Instituto Tomie Ohtake presents an exhibition of Marco Maggi (Montevideo, 1957), the renowned Uruguayan artist who lives between New York and Montevideo, known to Brazilians, in particular, for his participation at the 25th International Biennial of São Paulo and at the 3rd and 4th editions of Bienal do Mercosul. For Maggi, we are establishing a ‘dysfunctional information society: reality becomes unreadable, and the visual arts, invisible.’
Functional disinformation, drawings in Portuguese puts together 13 works performed between 2008 and 2012, including two installations that illustrate a singular poetic on behalf of time, doubt, and daydream. "Drawing is like writing in an illegible language—I’m a promoter of breaks and my intention is to suggest a protocol change, one that would allow us to make time visible," Maggi claims.
The exhibition proposes a 700-stop journey, composed of clusters of abundant paper sheets and subtle incisions, establishing a spatial framework—compass, topography, and drawing all at once.
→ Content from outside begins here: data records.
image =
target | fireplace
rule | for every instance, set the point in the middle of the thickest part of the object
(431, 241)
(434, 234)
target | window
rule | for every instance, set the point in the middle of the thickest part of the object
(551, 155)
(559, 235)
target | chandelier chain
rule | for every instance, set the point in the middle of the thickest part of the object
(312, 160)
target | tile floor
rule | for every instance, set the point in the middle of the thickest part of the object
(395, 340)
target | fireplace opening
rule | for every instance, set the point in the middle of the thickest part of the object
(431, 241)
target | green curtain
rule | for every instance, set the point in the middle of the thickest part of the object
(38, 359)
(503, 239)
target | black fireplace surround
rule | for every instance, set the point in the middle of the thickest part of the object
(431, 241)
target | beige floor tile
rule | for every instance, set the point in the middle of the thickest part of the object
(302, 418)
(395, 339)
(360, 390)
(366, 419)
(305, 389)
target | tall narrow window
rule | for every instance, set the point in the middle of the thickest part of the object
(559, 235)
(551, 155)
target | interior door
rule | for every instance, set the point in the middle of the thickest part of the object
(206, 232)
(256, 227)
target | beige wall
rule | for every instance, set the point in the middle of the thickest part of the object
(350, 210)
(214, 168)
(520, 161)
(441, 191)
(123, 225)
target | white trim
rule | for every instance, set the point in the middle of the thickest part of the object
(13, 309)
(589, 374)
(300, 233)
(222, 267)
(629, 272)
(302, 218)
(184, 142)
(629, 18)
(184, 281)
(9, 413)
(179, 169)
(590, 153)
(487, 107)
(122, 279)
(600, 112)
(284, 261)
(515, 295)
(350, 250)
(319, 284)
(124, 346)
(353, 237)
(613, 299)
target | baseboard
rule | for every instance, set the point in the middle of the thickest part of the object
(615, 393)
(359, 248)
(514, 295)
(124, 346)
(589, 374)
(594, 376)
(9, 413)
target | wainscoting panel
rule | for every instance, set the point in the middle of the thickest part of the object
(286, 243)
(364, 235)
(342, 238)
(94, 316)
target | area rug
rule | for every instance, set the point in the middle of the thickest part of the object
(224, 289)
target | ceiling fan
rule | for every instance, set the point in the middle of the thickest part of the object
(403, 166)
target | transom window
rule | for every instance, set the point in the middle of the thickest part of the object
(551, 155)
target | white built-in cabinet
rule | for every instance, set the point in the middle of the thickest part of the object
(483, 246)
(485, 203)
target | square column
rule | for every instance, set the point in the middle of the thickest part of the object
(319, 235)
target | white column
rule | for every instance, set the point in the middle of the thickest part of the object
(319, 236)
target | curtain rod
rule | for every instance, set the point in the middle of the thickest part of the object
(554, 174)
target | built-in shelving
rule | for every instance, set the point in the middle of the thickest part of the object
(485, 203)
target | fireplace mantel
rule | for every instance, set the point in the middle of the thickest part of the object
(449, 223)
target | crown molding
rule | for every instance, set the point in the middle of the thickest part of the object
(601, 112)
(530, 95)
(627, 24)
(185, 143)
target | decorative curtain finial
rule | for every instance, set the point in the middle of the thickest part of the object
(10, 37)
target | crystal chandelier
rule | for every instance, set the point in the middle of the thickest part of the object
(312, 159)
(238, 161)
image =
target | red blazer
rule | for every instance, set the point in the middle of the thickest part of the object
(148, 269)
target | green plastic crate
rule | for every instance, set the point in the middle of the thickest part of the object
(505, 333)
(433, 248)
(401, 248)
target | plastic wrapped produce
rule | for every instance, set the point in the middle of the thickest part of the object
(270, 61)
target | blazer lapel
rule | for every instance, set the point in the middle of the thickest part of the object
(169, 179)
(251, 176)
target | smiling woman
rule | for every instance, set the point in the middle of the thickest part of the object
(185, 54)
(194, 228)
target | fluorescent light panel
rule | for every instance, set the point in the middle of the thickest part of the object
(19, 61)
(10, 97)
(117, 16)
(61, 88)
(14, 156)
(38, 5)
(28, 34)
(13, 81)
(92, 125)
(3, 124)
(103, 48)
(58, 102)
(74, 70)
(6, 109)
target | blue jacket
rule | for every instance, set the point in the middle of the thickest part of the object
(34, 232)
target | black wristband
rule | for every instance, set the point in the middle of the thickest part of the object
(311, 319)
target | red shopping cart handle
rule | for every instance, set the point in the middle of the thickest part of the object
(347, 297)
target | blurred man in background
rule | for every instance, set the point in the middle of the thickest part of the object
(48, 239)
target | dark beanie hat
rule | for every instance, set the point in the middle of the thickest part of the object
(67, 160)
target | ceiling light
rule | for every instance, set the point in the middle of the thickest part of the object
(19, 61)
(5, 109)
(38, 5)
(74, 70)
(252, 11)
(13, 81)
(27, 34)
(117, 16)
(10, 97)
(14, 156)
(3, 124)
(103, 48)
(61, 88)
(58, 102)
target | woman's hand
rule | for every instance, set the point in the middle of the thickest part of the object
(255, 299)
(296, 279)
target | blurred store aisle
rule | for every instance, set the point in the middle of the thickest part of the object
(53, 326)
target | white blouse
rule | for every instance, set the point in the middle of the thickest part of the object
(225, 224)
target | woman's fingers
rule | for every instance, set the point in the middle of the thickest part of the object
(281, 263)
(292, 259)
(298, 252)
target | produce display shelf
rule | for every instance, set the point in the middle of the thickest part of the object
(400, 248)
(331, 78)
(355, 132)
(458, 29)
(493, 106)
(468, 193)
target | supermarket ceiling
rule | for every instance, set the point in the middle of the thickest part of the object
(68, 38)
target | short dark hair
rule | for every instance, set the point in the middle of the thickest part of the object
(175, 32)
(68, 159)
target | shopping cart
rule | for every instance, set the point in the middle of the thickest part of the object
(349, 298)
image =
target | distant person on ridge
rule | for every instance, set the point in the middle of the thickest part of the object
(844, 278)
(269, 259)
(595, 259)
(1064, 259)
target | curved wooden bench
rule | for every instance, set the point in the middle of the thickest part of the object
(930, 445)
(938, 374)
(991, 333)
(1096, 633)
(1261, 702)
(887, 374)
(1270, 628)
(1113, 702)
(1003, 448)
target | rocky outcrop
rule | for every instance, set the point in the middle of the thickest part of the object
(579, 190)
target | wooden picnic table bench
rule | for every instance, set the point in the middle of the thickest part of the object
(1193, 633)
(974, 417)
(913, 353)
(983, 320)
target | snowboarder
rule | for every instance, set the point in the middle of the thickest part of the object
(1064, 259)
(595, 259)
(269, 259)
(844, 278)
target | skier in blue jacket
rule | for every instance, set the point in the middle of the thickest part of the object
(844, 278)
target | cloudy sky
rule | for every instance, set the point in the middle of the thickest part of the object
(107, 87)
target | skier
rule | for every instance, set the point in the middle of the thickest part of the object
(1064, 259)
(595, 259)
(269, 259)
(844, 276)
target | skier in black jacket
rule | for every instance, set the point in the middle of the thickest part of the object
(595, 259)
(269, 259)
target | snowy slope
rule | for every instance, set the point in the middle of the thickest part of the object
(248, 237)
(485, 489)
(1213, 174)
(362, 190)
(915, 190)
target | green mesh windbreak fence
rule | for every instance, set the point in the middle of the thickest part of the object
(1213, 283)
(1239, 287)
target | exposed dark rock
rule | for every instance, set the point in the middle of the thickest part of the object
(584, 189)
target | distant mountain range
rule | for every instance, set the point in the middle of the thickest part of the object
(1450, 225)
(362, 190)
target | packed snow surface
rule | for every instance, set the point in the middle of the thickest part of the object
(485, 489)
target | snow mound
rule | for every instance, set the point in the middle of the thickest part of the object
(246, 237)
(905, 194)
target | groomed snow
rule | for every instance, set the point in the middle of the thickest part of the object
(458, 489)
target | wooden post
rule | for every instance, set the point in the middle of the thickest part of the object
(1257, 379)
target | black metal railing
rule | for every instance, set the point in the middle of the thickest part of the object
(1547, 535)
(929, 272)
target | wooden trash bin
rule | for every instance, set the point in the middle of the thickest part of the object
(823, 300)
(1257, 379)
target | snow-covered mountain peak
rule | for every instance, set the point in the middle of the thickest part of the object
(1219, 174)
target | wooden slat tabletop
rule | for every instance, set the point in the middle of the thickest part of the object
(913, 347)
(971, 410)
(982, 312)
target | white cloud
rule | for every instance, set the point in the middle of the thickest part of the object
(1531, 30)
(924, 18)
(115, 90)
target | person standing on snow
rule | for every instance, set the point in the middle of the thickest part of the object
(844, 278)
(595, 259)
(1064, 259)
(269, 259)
The work set unveils unusual ways of operating the drawing: constructed by cutting on 500 A4 paper sheets framed in acrylic box; in pencil on clay tiles, among many other strategies and materials. "All my work lies on the threshold between two and three dimensions: engraving and drawing, plan and installation, the line that cuts the paper and the micro sculpture," says Maggi.
According to him, failing to understand and feeling insecure is a way to reduce the speed of our decisions and multiply our attention, being more careful and delicate. "This exhibition is a sluggish scandal, a detention aimed to encourage our fragile sympathy for the insignificant," he adds.